Situazioni che richiedono maggiore attenzione:

  • inizio dell’ittero nelle prime 24 ore
  • colore molto intenso o peggioramento rapido
  • ittero che dura oltre 2 settimane senza migliorare
  • presenza di urine scure, feci chiare o un neonato molto sonnolento e che mangia poco

Se non sei sicura, chiedi. Fai vedere il bambino in buona luce a ostetrica o pediatra, descrivi con precisione i pannolini, chiedi se è opportuno misurare la bilirubina del neonato.

Non sei “esagerata” o ansiosa: stai facendo esattamente ciò che fa un genitore attento, osservare e fare domande.

La maggior parte dei bambini con ittero torna a un colorito normale nel giro di pochi giorni. Nel frattempo, offri poppate frequenti, goditi i sonnellini in braccio (meglio sotto una copertina che sotto le luci blu) e ricorda che molta dell’ansia dei primi tempi fa parte del conoscere il tuo bambino.

Se qualcosa non va, intervenire presto è di grande aiuto. Se invece è tutto nella norma, riceverai rassicurazioni e potrai rilassarti un po’.
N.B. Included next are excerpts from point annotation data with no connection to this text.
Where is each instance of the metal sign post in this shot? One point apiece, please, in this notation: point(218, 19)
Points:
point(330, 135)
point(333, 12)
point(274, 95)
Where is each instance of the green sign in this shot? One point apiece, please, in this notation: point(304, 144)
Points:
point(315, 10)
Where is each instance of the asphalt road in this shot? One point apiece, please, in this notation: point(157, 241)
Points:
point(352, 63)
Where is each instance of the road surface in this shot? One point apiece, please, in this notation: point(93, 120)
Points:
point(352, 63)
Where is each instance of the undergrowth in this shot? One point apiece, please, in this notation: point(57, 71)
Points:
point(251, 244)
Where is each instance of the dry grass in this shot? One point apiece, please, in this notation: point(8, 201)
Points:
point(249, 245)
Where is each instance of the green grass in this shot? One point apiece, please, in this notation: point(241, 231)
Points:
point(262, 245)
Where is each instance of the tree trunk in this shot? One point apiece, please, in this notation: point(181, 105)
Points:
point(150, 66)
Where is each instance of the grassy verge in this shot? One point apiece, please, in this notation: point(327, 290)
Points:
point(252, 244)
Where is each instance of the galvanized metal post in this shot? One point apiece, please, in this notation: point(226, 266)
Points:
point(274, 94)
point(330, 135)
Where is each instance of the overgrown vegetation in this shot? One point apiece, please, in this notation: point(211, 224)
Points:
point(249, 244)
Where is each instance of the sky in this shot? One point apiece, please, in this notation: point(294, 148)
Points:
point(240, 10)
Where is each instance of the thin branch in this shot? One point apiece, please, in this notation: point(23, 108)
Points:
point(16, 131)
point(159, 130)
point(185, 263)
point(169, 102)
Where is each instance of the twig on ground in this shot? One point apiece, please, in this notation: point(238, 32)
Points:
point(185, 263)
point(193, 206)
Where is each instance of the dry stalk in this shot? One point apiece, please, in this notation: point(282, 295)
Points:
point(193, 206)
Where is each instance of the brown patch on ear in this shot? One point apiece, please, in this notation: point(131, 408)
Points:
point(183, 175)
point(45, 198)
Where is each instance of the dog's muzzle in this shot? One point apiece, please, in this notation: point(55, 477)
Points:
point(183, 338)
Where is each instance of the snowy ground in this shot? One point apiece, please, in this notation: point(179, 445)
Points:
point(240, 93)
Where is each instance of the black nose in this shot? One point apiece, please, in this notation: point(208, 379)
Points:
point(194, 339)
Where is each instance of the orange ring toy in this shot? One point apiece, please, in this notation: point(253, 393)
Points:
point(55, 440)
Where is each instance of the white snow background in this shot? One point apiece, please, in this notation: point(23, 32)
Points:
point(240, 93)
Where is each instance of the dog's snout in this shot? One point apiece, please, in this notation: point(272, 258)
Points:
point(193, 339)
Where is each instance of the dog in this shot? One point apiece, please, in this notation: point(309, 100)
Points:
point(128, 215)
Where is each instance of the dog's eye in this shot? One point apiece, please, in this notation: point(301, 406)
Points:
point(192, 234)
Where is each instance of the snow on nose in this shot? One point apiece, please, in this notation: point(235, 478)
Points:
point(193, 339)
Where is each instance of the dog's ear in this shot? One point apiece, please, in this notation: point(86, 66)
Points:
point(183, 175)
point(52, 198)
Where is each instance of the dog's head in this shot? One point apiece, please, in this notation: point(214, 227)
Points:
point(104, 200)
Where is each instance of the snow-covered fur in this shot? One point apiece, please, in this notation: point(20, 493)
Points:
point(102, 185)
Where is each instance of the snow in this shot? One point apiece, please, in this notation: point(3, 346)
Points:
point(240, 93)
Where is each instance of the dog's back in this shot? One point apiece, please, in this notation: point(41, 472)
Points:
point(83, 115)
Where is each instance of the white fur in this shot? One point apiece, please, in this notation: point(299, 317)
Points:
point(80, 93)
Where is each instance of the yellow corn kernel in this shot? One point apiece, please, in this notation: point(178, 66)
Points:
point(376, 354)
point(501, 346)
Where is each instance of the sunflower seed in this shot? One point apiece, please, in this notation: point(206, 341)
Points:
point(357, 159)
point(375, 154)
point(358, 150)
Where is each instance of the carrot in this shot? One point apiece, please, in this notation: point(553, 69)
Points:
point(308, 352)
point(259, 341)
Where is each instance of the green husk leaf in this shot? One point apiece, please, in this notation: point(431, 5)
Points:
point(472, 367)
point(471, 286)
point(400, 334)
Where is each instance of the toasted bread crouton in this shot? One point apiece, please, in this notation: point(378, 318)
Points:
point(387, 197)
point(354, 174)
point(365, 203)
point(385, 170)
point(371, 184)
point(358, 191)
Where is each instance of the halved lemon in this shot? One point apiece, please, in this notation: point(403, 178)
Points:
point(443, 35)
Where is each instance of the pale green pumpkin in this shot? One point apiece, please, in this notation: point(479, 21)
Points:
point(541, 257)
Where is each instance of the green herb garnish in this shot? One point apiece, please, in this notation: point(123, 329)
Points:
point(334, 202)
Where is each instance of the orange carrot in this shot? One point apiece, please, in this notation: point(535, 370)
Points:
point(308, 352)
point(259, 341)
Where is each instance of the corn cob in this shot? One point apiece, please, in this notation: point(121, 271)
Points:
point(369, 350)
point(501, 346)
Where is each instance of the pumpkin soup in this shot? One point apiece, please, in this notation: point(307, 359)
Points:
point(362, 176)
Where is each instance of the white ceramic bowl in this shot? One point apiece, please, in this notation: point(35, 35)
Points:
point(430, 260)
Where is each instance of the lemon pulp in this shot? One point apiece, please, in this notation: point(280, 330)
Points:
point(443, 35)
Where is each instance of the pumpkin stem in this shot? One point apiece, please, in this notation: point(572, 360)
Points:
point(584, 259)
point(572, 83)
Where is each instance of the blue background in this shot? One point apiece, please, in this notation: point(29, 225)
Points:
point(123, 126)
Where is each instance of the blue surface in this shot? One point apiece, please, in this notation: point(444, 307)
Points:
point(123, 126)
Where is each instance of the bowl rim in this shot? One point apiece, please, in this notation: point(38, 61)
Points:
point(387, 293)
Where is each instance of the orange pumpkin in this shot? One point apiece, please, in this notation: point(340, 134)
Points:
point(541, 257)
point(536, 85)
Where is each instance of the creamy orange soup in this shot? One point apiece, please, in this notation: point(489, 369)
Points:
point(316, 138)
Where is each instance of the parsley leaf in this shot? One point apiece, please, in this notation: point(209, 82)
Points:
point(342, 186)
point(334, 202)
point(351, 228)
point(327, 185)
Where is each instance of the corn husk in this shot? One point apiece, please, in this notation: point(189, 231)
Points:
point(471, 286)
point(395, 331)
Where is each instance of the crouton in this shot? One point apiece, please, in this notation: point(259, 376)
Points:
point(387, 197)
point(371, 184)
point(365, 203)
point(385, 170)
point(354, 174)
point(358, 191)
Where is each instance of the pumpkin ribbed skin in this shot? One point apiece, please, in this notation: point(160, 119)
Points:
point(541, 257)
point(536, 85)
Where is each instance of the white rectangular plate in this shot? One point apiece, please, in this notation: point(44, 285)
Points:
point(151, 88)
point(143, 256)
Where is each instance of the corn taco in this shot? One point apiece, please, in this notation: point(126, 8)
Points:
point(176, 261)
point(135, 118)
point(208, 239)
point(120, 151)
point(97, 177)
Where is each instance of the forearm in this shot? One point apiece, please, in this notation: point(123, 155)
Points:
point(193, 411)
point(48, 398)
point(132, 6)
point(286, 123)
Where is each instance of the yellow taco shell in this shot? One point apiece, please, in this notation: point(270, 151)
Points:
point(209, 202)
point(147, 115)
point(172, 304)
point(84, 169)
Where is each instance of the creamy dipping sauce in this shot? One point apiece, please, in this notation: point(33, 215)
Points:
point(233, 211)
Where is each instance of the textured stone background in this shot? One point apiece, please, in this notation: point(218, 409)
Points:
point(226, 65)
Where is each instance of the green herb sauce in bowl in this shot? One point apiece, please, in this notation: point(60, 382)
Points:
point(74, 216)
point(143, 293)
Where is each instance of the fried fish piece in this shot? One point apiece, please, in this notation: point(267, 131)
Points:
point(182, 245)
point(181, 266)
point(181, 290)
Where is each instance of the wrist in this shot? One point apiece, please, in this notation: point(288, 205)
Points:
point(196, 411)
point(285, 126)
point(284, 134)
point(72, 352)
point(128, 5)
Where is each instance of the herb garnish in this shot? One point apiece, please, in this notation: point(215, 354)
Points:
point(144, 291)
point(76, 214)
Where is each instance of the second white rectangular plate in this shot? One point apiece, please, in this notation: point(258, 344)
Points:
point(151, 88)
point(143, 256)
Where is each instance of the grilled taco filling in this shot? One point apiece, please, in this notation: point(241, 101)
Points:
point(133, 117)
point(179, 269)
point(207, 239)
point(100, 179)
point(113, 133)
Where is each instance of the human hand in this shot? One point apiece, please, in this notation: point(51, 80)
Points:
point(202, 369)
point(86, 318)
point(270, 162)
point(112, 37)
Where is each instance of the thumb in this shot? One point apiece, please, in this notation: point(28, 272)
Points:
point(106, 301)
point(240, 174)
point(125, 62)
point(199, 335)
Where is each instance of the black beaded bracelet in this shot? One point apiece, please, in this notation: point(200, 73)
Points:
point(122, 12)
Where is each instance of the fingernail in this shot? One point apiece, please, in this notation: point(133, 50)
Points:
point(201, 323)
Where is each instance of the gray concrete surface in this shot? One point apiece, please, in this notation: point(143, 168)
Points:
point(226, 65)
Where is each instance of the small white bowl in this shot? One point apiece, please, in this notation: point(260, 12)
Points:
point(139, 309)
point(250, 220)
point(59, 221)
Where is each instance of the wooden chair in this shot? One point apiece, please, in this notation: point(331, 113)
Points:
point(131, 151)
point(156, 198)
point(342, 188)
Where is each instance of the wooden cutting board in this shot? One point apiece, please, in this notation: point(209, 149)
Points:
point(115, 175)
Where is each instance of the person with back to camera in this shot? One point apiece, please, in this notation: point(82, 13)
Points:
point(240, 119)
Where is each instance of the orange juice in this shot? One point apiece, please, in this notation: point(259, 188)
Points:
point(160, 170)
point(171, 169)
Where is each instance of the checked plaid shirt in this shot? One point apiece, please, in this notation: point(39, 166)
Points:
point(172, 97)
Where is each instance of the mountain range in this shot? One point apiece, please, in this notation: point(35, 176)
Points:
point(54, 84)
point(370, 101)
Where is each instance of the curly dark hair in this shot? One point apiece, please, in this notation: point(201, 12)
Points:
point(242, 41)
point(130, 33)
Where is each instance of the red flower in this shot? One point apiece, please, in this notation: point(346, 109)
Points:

In ogni caso, tu e il tuo bambino non dovete affrontare l’ittero neonatale da soli: la vostra équipe sanitaria è lì proprio per accompagnarvi in questo passaggio.


Questo contenuto è solo a scopo informativo e non deve essere utilizzato come sostituto del parere del medico, del pediatra o di altri operatori sanitari. In caso di domande o dubbi, consultare un professionista sanitario.